Single-prescription spectacles and contact lenses are the most common ways to correct myopia. However, research and studies show that contact lenses have the advantage of both correcting the blurred distance vision of myopia and being the most widely available and consistently successful option for controlling myopia progression.
Is wearing contact lenses advisable for kids? Absolutely! Watch this short video on how safe contact lenses are for kids and how they can benefit children beyond just not having to wear spectacles anymore.
The two types of therapeutic contact lenses which control myopia progression are orthokeratology night-time lenses and multifocal daytime soft lenses.

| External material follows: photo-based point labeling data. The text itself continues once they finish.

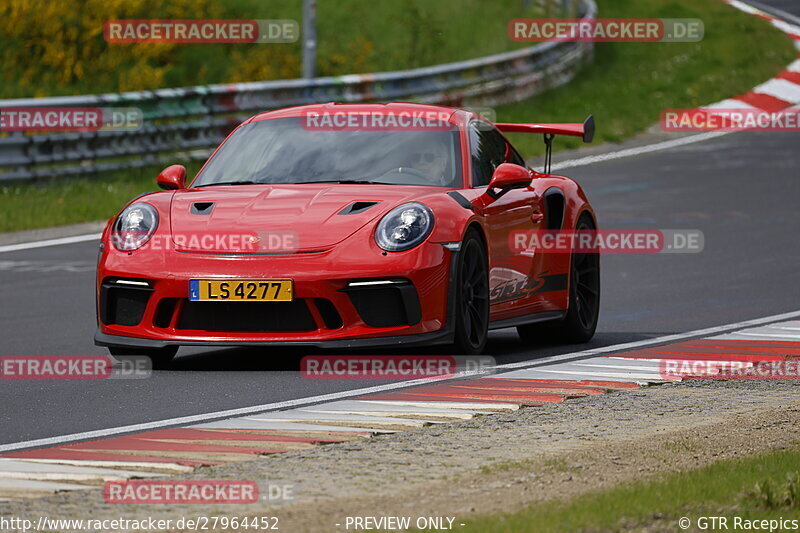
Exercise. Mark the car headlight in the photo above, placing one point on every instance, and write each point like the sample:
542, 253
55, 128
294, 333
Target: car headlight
134, 227
404, 227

Orthokeratology (Ortho-K) Night-time Contact Lenses
Ortho-K is being prescribed by thousands of specialty contact lens practitioners worldwide and has been around for more than 25 years. Ortho-K involves custom-fitting of a rigid contact lens to reshape the surface of the eye, the cornea, by a predetermined amount to correct vision during sleep. The lens is removed on waking, and the wearer experiences clear vision.

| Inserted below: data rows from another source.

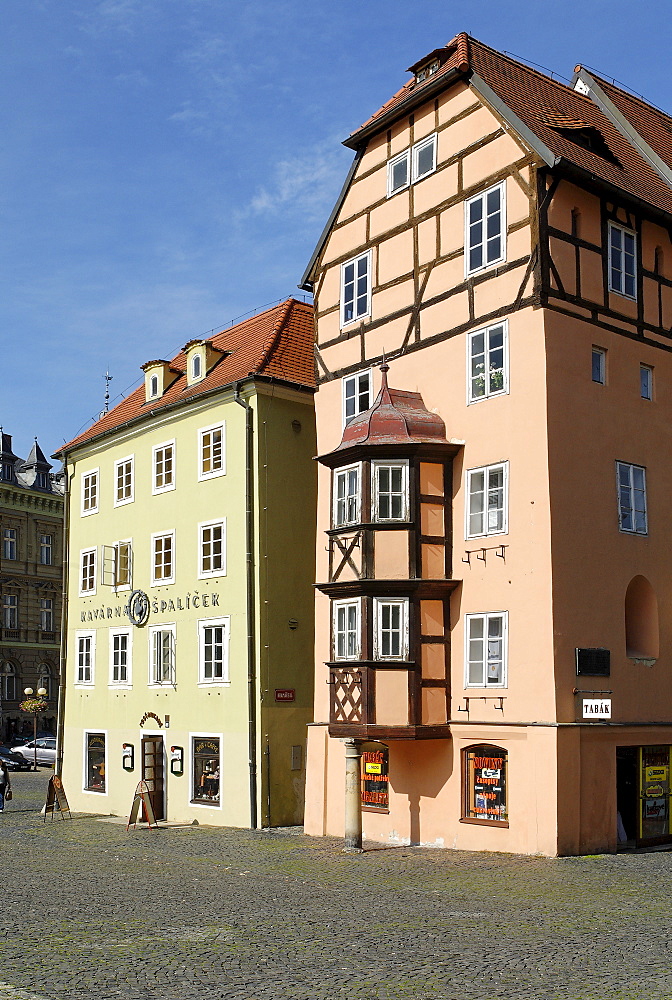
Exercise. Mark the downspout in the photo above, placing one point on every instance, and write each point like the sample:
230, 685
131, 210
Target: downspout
60, 723
251, 648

Ortho-K treatment does two things for kids with myopia:
- Restores clear vision for the duration of the waking hours, allowing the child to be free from spectacles and daytime contact lenses.

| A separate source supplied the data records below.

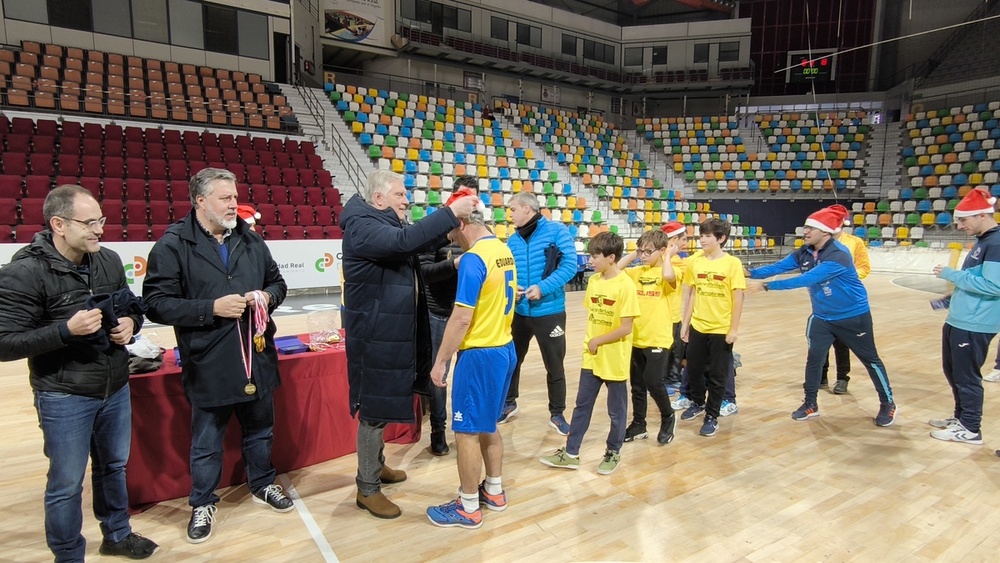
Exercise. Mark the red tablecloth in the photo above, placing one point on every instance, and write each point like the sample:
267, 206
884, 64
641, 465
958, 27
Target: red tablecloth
312, 424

- Slows down, and sometimes stops, the progression of myopia and vision deterioration over time.
These two objectives are achieved by the reshaping process on the eye surface where the central area of the cornea is flattened (to restore clear vision) and the mid-peripheral area is steepened (to control myopia progression).
This independent focusing of central and peripheral vision is an effect that single-vision spectacles cannot achieve, which is why Ortho-K is effective in preventing myopia progression as opposed to single-vision spectacles.
Multifocal Daytime Soft Lenses
Multifocal soft contact lenses (MF SCL) are daytime lenses originally developed for presbyopia, or the condition commonly affecting people over the age 40 which causes increased difficulties with reading and near focusing. These lenses typically have circular zones of varying prescriptions within the lens which give simultaneous focus of far-distance and close-up objects in the eye.
Recent research have found that some particular designs of multifocal soft contact lenses, so-called ‘centre-distance’ lenses (where the centre zone of the lens gives clear far-distance vision and the peripheral zones help with close-up focusing) are also effective in reducing myopia progression in kids who wear these lenses daily. Their ring-like distance and near optical zones somewhat mimic the treatment effect on the eye created by an Ortho-K lens.
Is My Child Suitable to Wear Contact Lenses?
Kids as young as 5 years old can wear contact lenses. However, your optometrist will be the best guide as to which option is most suitable for your child because contact lens wear can depend on their level of myopia, eye shape, if they are responsible enough to wear contact lenses, and more.